ULUM B. B. , TEKER H. T. , SARIKAYA A., BALTA G. , Kuskonmaz B., UCKAN-CETINKAYA D. , ...More

JOURNAL OF CELLULAR PHYSIOLOGY, vol.233, no.11, pp.8429-8436, 2018 (Journal Indexed in SCI) identifier identifier identifier

  • Publication Type: Article / Article
  • Volume: 233 Issue: 11
  • Publication Date: 2018
  • Doi Number: 10.1002/jcp.26804
  • Title of Journal : JOURNAL OF CELLULAR PHYSIOLOGY
  • Page Numbers: pp.8429-8436

Abstract

Bone marrow mesenchymal stem cells (BM-MSCs) are promising candidates for regenerative medicine purposes. The effect of obesity on the function of BM-MSCs is currently unknown. Here, we assessed how obesity affects the function of BM-MSCs and the role of endoplasmic reticulum (ER) stress and the unfolded protein response (UPR) therein. BM-MSCs were obtained from healthy donors with a normal (<25) or high (>30) body mass index (BMI).
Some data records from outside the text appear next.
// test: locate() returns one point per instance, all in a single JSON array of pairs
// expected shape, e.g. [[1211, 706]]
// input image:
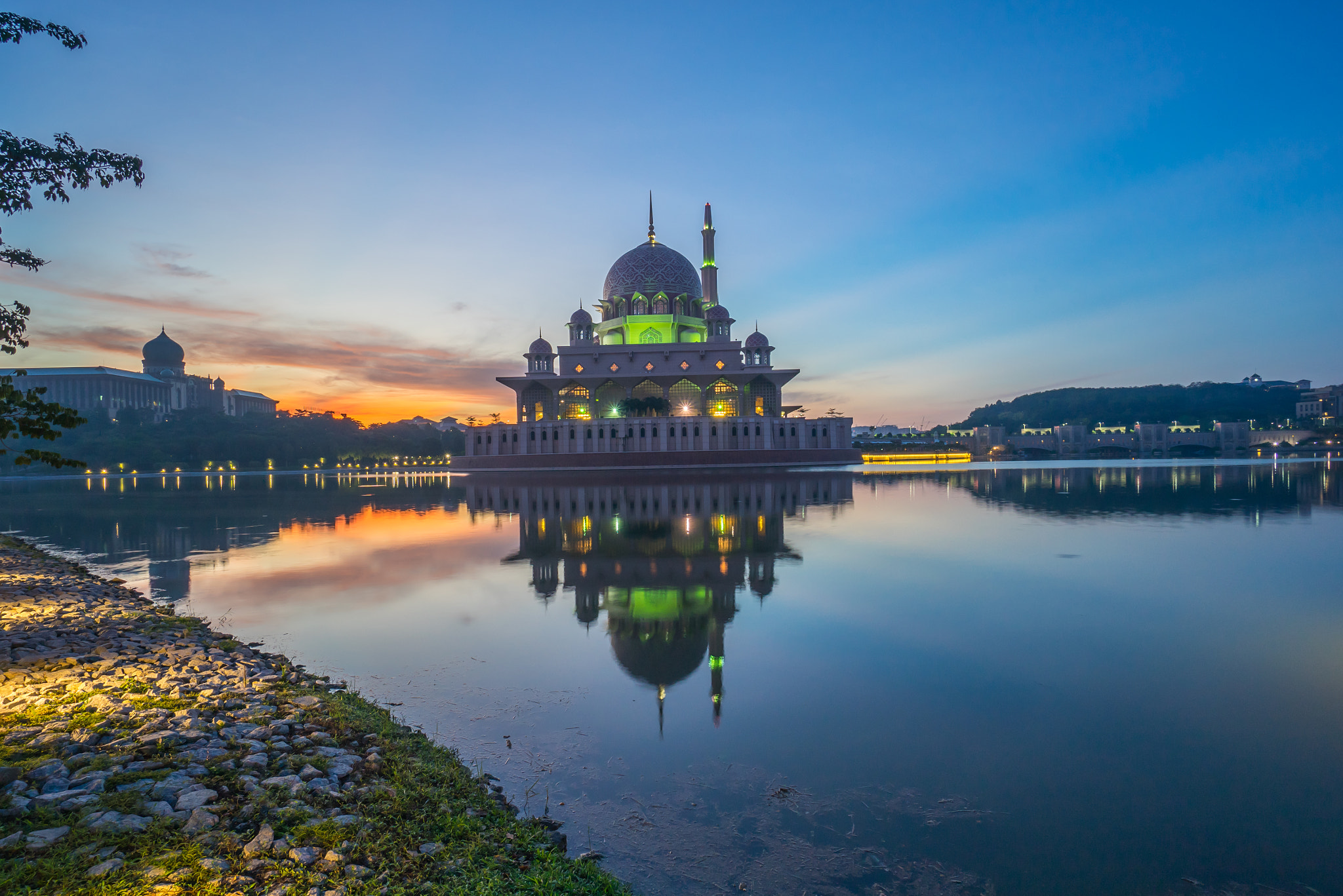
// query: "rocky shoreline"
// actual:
[[144, 752]]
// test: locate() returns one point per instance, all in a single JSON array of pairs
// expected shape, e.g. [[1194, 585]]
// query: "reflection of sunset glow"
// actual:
[[372, 556]]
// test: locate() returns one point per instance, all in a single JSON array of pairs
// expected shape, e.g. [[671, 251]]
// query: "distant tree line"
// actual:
[[1195, 403], [191, 438]]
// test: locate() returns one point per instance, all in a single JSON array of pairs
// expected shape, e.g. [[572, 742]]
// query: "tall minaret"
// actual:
[[708, 270]]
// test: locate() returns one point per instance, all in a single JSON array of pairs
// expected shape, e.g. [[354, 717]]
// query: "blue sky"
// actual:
[[371, 208]]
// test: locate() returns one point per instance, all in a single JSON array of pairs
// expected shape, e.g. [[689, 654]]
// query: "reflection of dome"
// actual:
[[163, 349], [661, 661], [652, 269]]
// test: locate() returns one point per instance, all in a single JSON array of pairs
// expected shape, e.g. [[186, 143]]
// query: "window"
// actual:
[[575, 403], [723, 399], [687, 398]]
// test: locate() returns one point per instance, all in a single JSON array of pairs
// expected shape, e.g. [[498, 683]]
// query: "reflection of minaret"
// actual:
[[710, 270], [170, 579], [716, 669]]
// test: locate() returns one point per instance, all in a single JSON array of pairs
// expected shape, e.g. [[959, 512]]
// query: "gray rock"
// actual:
[[193, 800], [77, 802], [39, 840], [261, 843], [305, 855], [105, 868], [201, 820]]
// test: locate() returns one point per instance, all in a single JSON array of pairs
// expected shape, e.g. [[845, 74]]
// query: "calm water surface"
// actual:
[[1013, 680]]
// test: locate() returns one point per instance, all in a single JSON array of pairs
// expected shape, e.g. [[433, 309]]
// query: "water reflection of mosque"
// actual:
[[662, 559]]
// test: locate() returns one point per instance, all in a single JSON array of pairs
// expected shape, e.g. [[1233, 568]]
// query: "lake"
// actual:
[[993, 679]]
High-BMI BM-MSCs displayed severely impaired osteogenic and diminished adipogenic differentiation, decreased proliferation rates, increased senescence, and elevated expression of ER stress-related genes ATF4 and CHOP. Suppression of ER stress using tauroursodeoxycholic acid (TUDCA) and 4-phenylbutyrate (4-PBA) resulted in partial recovery of osteogenic differentiation capacity, with a significant increase in the expression of ALPL and improvement in the UPR. These data indicate that BMI is important during the selection of BM-MSC donors for regenerative medicine purposes and that application of high-BMI BM-MSCs with TUDCA or 4-PBA may improve stem cell function. However, whether this improvement can be translated into an in vivo clinical advantage remains to be assessed.